MoveOn.org nonsense on Social Security

MoveOn.org is back with its second misleading attack on President Bush’s proposal to create private accounts in Social Security (for part 1, see this post).

The best part is that the group’s criticism of Bush’s plan ends up promoting the same confusion as the White House by suggesting that private accounts and calculating benefits using “price indexing” are necessarily related. The truth is that they are two separate issues. Yet MoveOn makes the following highly suspect claim in an email to supporters:

Social Security privatization requires diverting taxes used to pay current benefits into private accounts. Without that money, Social Security benefits will inevitably be cut — up to 46 percent for future retirees. Even under rosy projections the private accounts don’t make up the difference. The deepest benefit cuts are for young people. Somebody in their twenties today would see benefit cuts as high as 30 percent. Should we really have to pay for Bush’s risky private accounts with our guaranteed benefits?

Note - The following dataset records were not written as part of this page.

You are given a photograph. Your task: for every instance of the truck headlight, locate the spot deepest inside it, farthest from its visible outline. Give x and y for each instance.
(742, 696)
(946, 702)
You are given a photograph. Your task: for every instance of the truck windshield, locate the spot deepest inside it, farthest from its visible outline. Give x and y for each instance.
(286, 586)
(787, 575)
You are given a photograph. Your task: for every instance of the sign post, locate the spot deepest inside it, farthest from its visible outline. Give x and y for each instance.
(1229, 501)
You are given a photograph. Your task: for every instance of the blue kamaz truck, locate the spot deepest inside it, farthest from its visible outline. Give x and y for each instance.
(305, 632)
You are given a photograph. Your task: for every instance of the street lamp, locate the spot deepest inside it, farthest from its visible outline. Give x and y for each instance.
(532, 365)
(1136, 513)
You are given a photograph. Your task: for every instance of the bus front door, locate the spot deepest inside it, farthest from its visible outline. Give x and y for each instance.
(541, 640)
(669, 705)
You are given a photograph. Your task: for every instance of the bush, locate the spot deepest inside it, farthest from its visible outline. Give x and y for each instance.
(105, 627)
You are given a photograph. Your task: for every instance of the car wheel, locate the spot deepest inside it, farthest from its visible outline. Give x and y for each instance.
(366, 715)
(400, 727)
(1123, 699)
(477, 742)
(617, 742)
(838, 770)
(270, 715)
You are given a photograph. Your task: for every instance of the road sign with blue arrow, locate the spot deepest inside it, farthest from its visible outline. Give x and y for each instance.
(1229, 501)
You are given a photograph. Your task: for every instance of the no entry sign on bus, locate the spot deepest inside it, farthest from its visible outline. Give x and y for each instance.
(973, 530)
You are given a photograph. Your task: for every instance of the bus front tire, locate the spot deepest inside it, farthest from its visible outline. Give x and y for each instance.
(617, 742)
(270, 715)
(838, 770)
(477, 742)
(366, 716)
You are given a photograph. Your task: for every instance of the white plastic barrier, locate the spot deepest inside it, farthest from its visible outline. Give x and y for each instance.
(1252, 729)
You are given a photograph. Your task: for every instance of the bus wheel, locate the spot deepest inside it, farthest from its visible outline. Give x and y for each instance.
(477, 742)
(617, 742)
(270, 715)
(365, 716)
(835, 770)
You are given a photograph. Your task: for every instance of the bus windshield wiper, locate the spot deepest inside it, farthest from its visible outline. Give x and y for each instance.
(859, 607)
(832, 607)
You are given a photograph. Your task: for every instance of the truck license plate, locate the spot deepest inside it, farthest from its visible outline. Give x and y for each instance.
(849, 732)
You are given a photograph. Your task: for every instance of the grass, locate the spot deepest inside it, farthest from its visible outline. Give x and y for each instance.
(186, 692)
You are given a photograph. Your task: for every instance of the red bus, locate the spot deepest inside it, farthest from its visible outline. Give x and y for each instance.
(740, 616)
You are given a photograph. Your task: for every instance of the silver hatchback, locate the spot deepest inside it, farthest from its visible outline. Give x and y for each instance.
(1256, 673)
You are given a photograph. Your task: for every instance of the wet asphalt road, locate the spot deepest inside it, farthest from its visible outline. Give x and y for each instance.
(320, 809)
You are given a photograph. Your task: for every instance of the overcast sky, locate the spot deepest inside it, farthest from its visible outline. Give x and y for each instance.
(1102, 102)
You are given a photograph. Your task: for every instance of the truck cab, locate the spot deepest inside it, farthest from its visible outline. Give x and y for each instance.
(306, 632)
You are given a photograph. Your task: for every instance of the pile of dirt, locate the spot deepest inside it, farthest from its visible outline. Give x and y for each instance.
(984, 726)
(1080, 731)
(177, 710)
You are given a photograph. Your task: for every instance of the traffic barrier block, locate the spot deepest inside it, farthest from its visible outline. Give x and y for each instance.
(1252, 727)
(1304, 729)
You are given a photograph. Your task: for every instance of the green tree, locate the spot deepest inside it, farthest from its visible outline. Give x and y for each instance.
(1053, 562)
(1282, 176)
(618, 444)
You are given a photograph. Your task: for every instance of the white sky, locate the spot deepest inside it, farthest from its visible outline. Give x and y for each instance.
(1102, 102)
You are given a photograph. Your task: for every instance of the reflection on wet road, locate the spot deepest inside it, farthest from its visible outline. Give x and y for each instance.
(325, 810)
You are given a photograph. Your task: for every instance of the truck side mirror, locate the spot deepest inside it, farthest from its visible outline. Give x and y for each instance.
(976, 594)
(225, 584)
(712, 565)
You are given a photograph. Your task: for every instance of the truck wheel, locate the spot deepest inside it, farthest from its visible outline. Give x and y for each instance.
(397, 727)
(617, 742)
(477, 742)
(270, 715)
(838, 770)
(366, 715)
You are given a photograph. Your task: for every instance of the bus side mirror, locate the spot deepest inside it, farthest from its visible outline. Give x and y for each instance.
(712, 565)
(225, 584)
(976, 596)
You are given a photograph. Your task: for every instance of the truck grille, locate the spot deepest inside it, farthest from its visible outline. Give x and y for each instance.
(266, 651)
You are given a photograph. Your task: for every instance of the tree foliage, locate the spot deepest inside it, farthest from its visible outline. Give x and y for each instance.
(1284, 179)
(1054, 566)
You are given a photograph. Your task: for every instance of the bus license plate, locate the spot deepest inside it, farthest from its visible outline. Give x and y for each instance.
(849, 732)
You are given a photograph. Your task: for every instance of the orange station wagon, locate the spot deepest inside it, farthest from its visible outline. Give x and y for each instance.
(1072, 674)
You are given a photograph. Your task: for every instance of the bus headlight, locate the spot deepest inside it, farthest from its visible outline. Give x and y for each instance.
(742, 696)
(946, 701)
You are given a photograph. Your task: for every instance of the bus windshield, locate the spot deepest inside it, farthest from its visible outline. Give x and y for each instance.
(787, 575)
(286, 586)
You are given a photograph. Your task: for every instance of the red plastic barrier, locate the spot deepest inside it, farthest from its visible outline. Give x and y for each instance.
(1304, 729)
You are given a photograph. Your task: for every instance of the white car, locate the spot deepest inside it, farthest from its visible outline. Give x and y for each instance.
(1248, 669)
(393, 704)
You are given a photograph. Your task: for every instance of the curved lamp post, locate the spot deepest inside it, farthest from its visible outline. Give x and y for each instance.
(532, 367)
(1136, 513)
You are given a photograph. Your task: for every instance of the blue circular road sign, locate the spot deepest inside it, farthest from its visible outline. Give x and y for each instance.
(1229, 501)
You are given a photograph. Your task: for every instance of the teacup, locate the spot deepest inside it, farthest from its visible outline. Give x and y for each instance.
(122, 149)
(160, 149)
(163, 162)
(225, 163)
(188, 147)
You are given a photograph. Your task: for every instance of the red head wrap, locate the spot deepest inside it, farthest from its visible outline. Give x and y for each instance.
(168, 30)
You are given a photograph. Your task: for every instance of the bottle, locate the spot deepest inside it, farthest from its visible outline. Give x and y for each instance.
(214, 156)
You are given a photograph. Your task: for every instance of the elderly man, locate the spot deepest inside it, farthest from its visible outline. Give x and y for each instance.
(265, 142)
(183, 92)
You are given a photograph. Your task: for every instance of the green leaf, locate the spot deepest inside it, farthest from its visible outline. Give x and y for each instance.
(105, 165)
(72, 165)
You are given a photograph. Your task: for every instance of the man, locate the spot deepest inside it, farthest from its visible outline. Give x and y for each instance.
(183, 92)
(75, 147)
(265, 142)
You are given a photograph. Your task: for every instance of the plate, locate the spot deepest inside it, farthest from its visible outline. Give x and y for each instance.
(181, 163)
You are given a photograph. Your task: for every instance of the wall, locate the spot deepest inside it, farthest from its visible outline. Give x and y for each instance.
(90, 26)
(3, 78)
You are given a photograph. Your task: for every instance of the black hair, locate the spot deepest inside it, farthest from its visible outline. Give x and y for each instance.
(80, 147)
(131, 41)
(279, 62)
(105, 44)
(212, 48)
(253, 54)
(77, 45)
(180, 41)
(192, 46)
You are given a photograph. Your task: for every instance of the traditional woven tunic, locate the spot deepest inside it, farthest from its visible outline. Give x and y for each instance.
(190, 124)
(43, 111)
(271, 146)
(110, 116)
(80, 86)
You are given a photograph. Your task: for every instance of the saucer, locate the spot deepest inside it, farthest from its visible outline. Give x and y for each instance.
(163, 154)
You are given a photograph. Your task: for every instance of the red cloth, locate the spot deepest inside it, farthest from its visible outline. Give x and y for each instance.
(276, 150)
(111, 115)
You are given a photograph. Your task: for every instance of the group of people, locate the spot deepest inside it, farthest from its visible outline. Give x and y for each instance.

The claim that private accounts “inevitably” lead to benefit cuts of up to 46 percent is ridiculous. The 46 percent figure refers to someone receiving benefits in 2075 if those benefits have been calculated according to what is called “price indexing”. We could switch to price indexing whether or not private accounts are created, and private accounts would not necessarily require such deep benefit cuts if other sources of revenue were found.

MoveOn also buys into Bush’s spin when it writes that, “[e]ven under rosy projections, the private accounts don’t make up the difference.” Private accounts don’t “make up the difference” at all; despite occasional suggestions to the contrary, even the White House has admitted that they do nothing to improve the financial state of the Social Security system.

Here’s yet more nonsense:

Social Security is not going bankrupt, contrary to the president’s claims. That is a deception perpetrated in order to create the urgency for radical changes. Under conservative forecasts, the long-term challenges in Social Security do not manifest themselves until 2042. Even then Social Security has 70 percent of needed funds.

In fact, the “long-term challenges in Social Security” manifest themselves long before 2042. Bush’s claims of an impending crisis, bankruptcy, etc. are exaggerated, but the system will be running large deficits that will strain the federal budget for years before the trust fund is completely exhausted.

Finally, MoveOn makes tendentious claims about Bush’s motives:

So who does benefit? George Bush’s base. Giant financial services firms have been salivating for decades over the prospect of taking over Social Security. They’d make billions in new fees — essentially a new tax — off of our Social Security payments.

As I pointed out before, if Bush wanted to maximize the fees received by Wall Street firms, he would hardly be pushing to model the system on the federal Thrift Savings Plan, which offers only five low-expense index funds. Talk about partisan hackery.